A particularly useful option is -d, forcing double-spacing (same effect as sed -G).

gettext

A GNU utility for localization and translating the text output of programs into foreign languages. While primarily intended for C programs, gettext also finds use in shell scripts. See the info page.

iconv

A utility for converting file(s) to a different encoding (character set). Its chief use is for localization.

recode

Consider this a fancier version of iconv, above. This very versatile utility for converting a file to a different encoding is not part of the standard Linux installation.

TeX, gs

TeX and Postscript are text markup languages used for preparing copy for printing or formatted video display.

TeX is Donald Knuth's elaborate typsetting system. It is often convenient to write a shell script encapsulating all the options and arguments passed to one of these markup languages.
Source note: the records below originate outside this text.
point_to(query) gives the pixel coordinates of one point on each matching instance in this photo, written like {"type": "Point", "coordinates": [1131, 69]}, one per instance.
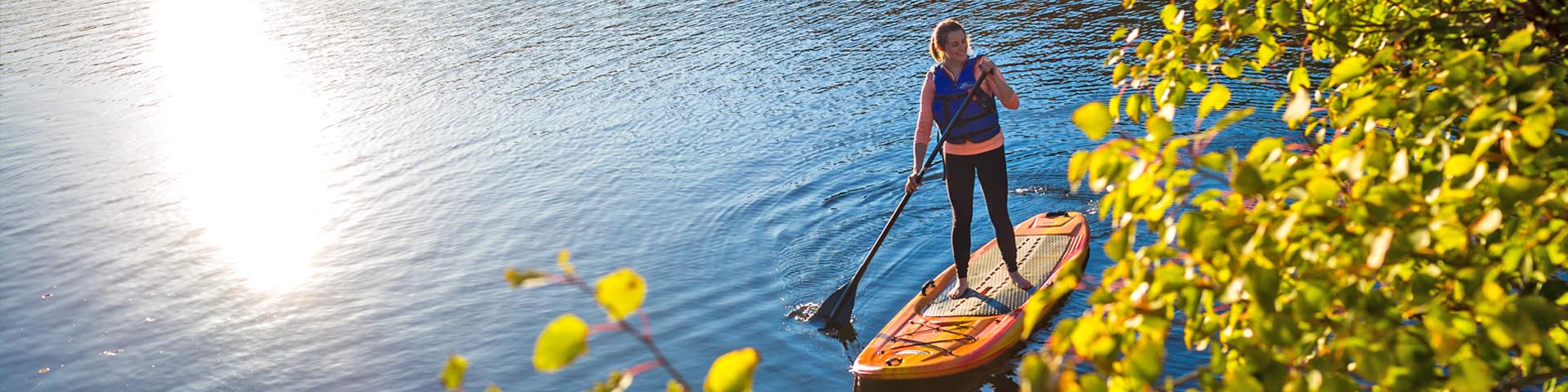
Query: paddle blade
{"type": "Point", "coordinates": [838, 310]}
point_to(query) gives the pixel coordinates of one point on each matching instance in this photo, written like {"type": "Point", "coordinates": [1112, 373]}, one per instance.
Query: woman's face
{"type": "Point", "coordinates": [956, 46]}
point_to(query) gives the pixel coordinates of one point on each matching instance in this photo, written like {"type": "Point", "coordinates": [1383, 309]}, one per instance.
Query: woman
{"type": "Point", "coordinates": [973, 148]}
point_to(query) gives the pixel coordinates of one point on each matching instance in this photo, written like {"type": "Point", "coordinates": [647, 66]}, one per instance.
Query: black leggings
{"type": "Point", "coordinates": [960, 176]}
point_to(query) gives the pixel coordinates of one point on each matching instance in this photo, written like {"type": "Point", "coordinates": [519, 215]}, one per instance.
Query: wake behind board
{"type": "Point", "coordinates": [937, 336]}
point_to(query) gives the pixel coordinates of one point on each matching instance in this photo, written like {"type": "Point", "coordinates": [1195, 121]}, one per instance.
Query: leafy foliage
{"type": "Point", "coordinates": [733, 372]}
{"type": "Point", "coordinates": [452, 375]}
{"type": "Point", "coordinates": [1413, 237]}
{"type": "Point", "coordinates": [560, 344]}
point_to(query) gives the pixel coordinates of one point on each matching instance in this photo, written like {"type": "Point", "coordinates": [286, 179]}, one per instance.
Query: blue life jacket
{"type": "Point", "coordinates": [979, 121]}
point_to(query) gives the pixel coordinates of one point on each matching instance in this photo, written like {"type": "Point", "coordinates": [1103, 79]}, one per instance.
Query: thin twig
{"type": "Point", "coordinates": [642, 336]}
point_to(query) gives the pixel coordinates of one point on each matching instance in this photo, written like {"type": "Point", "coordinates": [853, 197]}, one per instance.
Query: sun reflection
{"type": "Point", "coordinates": [243, 138]}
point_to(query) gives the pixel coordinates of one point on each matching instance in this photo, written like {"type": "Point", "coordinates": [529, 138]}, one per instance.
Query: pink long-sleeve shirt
{"type": "Point", "coordinates": [922, 129]}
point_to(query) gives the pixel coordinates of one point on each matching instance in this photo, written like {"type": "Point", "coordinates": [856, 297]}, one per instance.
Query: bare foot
{"type": "Point", "coordinates": [1019, 281]}
{"type": "Point", "coordinates": [959, 289]}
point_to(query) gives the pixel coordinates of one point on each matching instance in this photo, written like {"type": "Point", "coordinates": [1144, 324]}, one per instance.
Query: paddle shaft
{"type": "Point", "coordinates": [902, 203]}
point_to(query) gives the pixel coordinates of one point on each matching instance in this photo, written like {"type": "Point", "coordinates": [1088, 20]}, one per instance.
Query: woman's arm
{"type": "Point", "coordinates": [922, 131]}
{"type": "Point", "coordinates": [998, 85]}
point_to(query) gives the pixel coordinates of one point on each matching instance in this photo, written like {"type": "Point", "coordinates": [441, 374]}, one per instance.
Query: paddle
{"type": "Point", "coordinates": [840, 306]}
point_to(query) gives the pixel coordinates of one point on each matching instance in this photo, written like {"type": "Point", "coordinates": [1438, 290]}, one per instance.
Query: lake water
{"type": "Point", "coordinates": [292, 195]}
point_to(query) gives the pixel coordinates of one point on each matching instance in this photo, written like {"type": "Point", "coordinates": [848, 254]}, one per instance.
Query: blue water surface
{"type": "Point", "coordinates": [289, 195]}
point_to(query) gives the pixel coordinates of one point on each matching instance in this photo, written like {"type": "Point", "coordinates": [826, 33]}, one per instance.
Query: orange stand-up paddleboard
{"type": "Point", "coordinates": [937, 336]}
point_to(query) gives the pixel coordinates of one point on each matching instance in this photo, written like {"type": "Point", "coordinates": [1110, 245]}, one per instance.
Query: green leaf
{"type": "Point", "coordinates": [1537, 127]}
{"type": "Point", "coordinates": [452, 375]}
{"type": "Point", "coordinates": [1136, 104]}
{"type": "Point", "coordinates": [731, 372]}
{"type": "Point", "coordinates": [526, 279]}
{"type": "Point", "coordinates": [1348, 69]}
{"type": "Point", "coordinates": [1281, 13]}
{"type": "Point", "coordinates": [1517, 41]}
{"type": "Point", "coordinates": [1159, 129]}
{"type": "Point", "coordinates": [621, 294]}
{"type": "Point", "coordinates": [1322, 189]}
{"type": "Point", "coordinates": [560, 344]}
{"type": "Point", "coordinates": [1215, 99]}
{"type": "Point", "coordinates": [1094, 118]}
{"type": "Point", "coordinates": [1487, 223]}
{"type": "Point", "coordinates": [564, 259]}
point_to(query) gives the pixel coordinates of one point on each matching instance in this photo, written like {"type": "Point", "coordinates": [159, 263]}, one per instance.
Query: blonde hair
{"type": "Point", "coordinates": [940, 32]}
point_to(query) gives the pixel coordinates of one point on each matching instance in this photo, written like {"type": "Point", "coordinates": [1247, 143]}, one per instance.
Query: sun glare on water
{"type": "Point", "coordinates": [245, 140]}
Ghostscript (gs) is a GPL-ed Postscript interpreter.

groff, tbl, eqn

Yet another text markup and display formatting language is groff. This is the enhanced GNU version of the venerable UNIX roff/troff display and typesetting package. Manpages use groff (see Example A-1).

The tbl table processing utility is considered part of groff, as its function is to convert table markup into groff commands.

The eqn equation processing utility is likewise part of groff, and its function is to convert equation markup into groff commands.

lex, yacc

The lex lexical analyzer produces programs for pattern matching. This has been replaced by the nonproprietary flex on Linux systems.

The yacc utility creates a parser based on a set of specifications. This has been replaced by the nonproprietary bison on Linux systems.

Notes

[1]

This is only true of the GNU version of tr, not the generic version often found on commercial UNIX systems.